After years of success in the UK, Kellogg’s rolled out their Crunchy Nut Cereal in the U.S. in late January. Kellogg’s is targeting a young male adult audience by sending the message that cereal isn’t just for breakfast. The campaign slogan, “It’s morning somewhere,” a play off it’s 5:00 somewhere, is an unusual approach for a product category traditionally aimed at either kids or health-conscious adults.
The official launch was hosted at a 24-hour event, centered on a six-story tall cuckoo clock, which aimed to make the Guinness Book of World Records. Every hour of the day-long launch, the gigantic clock would chime, and actor Brad Norman would emerge, offering comedic performances dressed as a character from a location where it was currently morning. Celebrity entertainer Nick Cannon kicked off the event at Hollywood and Highlander Center in Los Angeles, energizing the crowd with a countdown to the first chime.
Live video streams of the performances were available on the Crunchy Nut Facebook page, keeping fans in the loop. Additionally, there were opportunities to sample the cereal and interact with Brad Norman.
Keeping in mind the rising trend of brand engagement via mobile, Kellogg’s partnered with Augme Technologies, one of the leading services in the interactive media market. Augme launched a program that offered QR codes and SMS keywords printed on the backs of the cereal boxes. The codes recognize the user’s location and local time, and use this information to direct them to a mobile page offering one of 13 different videos of morning in a foreign location. By scanning at different times of the day, consumers experience different videos, all reinforcing the message, “It’s morning somewhere.”
The QR campaign was targeted specifically to single males between the ages of 18 and 35, who were mostly college students. The goal was to use the QR code to intrigue this market, who are computer literate and enjoy electronic games.

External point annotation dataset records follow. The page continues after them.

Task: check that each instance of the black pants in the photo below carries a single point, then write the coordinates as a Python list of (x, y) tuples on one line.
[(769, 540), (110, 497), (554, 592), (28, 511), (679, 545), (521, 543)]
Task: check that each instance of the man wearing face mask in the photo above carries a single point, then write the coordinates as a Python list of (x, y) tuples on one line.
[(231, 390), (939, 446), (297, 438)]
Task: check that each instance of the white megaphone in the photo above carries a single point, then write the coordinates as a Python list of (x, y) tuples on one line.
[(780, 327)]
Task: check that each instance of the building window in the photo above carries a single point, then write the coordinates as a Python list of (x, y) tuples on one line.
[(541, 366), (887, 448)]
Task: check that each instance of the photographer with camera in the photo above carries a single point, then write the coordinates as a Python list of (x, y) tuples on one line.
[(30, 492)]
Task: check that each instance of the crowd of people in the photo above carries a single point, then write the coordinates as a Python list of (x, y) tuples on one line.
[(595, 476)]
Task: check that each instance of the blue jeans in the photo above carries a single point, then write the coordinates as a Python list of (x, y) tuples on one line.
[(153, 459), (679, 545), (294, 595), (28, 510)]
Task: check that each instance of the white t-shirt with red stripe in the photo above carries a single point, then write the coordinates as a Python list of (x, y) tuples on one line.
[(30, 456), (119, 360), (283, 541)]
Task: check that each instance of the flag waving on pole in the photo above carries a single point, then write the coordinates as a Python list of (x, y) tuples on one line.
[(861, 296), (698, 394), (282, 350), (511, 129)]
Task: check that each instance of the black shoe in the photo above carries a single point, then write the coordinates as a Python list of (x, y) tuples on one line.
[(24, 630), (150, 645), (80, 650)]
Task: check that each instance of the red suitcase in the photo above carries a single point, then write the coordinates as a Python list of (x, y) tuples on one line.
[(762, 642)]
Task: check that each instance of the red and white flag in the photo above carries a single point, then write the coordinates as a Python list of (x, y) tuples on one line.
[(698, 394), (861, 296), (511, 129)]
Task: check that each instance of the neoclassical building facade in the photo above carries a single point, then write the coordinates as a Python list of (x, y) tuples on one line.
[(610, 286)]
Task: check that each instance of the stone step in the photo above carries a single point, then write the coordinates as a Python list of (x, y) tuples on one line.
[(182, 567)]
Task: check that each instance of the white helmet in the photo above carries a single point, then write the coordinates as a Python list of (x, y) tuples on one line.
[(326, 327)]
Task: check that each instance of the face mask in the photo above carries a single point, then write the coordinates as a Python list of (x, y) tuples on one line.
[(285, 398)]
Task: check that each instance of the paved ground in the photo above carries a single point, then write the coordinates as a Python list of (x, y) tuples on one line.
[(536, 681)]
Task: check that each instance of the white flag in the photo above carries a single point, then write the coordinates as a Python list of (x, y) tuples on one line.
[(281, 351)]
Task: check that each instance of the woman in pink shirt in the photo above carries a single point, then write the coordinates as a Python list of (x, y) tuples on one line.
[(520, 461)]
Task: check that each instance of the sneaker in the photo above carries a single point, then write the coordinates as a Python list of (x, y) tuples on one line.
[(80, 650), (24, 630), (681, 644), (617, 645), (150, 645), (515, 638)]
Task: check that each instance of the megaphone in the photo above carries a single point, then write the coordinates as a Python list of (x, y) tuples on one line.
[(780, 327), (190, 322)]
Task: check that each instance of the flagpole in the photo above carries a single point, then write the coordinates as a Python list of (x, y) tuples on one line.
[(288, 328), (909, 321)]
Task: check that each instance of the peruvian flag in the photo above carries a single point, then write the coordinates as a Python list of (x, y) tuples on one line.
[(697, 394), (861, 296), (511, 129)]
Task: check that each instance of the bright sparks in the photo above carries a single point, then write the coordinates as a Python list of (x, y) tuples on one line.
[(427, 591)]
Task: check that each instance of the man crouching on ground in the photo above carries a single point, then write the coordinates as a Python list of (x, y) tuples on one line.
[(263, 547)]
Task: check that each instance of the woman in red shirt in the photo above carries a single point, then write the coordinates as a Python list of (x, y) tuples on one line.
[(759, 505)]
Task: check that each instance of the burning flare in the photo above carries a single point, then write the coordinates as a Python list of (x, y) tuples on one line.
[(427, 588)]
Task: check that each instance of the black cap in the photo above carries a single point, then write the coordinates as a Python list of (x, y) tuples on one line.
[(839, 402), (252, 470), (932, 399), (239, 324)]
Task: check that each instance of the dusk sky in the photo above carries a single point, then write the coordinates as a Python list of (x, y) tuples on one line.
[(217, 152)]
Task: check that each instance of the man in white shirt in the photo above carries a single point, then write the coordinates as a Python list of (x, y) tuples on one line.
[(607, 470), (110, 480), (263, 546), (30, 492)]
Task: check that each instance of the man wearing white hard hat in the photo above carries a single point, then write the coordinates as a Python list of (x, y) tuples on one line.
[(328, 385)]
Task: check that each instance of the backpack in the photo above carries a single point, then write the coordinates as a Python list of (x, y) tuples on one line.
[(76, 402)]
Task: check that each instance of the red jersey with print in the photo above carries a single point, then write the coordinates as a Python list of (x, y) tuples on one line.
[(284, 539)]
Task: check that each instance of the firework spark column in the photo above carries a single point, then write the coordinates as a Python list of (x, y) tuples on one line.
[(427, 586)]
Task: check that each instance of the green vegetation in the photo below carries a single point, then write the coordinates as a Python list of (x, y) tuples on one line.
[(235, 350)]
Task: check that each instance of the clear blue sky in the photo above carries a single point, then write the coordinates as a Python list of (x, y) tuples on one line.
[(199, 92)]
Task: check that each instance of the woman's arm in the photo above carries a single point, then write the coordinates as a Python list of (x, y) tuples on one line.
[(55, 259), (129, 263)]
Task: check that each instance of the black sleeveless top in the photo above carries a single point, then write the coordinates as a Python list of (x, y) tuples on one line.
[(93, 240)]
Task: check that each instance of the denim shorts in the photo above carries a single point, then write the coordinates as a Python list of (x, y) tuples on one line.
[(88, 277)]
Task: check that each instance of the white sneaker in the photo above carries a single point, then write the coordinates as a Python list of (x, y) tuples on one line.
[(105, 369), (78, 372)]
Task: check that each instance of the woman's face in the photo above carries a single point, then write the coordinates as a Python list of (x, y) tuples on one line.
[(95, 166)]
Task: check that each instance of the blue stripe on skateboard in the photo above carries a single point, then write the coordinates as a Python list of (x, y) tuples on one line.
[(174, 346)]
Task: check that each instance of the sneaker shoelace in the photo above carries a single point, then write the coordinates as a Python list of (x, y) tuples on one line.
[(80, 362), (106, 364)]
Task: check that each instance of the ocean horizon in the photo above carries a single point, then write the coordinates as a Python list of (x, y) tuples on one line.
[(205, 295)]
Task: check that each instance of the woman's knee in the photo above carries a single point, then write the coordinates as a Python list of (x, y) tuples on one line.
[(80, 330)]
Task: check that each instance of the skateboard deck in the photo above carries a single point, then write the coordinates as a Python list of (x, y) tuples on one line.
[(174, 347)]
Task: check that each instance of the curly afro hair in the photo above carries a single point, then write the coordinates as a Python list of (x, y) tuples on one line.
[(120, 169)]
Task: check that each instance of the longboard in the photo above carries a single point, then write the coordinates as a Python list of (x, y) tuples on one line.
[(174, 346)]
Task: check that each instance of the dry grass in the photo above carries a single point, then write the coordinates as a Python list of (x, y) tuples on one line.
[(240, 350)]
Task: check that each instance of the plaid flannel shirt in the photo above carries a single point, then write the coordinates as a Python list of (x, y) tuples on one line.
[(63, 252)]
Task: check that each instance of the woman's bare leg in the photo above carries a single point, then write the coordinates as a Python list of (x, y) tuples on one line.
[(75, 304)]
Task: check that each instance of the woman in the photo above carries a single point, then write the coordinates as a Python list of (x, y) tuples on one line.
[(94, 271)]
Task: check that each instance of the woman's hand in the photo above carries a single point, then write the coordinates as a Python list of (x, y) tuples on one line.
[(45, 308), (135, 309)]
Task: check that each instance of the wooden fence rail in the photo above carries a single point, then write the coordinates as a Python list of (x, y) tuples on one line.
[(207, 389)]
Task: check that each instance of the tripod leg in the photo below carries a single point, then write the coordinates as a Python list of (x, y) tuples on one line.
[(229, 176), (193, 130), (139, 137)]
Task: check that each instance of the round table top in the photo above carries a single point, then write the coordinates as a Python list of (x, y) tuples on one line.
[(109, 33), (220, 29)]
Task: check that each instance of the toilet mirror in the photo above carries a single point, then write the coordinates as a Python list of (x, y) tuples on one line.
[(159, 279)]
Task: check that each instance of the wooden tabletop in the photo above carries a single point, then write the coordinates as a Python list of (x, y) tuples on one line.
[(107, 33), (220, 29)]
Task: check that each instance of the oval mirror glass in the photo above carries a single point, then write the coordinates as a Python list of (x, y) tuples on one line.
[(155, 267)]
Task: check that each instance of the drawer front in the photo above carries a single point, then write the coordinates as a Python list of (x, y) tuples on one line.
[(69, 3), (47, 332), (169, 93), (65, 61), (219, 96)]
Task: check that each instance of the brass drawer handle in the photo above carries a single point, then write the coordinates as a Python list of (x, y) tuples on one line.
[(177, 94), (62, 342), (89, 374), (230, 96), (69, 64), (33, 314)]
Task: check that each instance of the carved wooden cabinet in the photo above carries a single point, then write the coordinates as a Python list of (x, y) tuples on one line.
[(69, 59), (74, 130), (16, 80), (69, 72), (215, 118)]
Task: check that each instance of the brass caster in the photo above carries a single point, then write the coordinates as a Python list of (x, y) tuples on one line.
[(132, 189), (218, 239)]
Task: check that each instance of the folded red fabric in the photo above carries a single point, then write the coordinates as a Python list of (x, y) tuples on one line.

The mobile campaign drove more than 40,000 QR scans and 60,000 texts during its promotional period, resulting in 38,000 videos played and 50,000 page views. It seems surprising that QR scans would outnumber keyword texts, but the effectiveness of QR scans makes sense in realm of cereal promotions – where consumers used to spend time reading the backs of cereal boxes, now they can now use a simple barcode as they leisurely eat their breakfast.